Montes Claros is one of 357 cities that have historically voted for Lula’s Workers’ Party (pt), but voted for Mr Bolsonaro or another candidate in 2018. It was won back by the pt on October 2nd. So were 225 other cities, nearly half of them in Minas. Mr Bolsonaro’s campaign has made flipping them again a priority. In his headquarters Mr Freitas, the congressman, points at a map of the region in which each municipality is marked with a coloured pin. The red ones represent mayors allied with Lula. The green ones “are my mayors”. His access to federal funds for hospitals and roads helped them win races in 2020. In exchange, he says, they will convince constituents to vote for Mr Bolsonaro.
Such pressure may work with some. Minas was once a gold-mining hub in which slaves and poor workers laboured under the Portuguese. In the 20th century, coronelismo, or “rule of the colonels”, gave way to clientelism. Laurindo Mekie, a historian at the State University of Montes Claros, dubbed the municipality “the city of favours” because of the way politicians in the mid-20th century traded personal favours for poor people’s votes. Dependency on government benefits today often translates into votes for the mayor’s allies running for state and federal Congress.

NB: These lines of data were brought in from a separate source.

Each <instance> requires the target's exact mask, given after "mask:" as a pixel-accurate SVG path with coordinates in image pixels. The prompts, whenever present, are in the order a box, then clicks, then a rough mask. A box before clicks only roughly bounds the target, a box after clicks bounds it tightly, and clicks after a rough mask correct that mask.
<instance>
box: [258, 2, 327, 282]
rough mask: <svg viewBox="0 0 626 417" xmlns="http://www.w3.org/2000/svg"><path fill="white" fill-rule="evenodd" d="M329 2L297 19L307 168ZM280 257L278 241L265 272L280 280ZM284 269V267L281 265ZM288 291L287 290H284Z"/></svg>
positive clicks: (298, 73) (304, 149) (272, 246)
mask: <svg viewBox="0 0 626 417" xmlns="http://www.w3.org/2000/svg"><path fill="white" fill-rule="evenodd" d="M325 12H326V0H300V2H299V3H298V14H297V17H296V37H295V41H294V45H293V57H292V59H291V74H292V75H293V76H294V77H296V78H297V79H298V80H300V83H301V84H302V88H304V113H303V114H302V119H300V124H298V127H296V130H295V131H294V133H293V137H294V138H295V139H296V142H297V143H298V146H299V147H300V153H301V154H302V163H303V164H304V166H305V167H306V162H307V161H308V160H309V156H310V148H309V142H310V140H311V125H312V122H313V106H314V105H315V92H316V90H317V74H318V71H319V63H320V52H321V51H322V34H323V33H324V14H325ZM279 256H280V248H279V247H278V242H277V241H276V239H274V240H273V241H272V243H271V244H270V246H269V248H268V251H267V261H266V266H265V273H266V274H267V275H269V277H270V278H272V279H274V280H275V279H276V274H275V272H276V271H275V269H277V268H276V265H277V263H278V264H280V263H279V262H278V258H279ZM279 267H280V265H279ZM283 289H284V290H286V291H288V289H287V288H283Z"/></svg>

But according to Mr Mekie there exists an “unspoken rule” that, when it comes to the president, voters are free to choose. Most mayors in Minas did not put Mr Bolsonaro’s number, 22, on flyers known as “little saints,” which voters carry on election day to remember their choices for each federal and state office. To do so could be political suicide in Lula-leaning regions. Mr Zema did not declare support for Mr Bolsonaro until after the first round. As a result, millions of mineiros “voted Luzema”, casting ballots for both Lula and Mr Zema despite their ideological differences.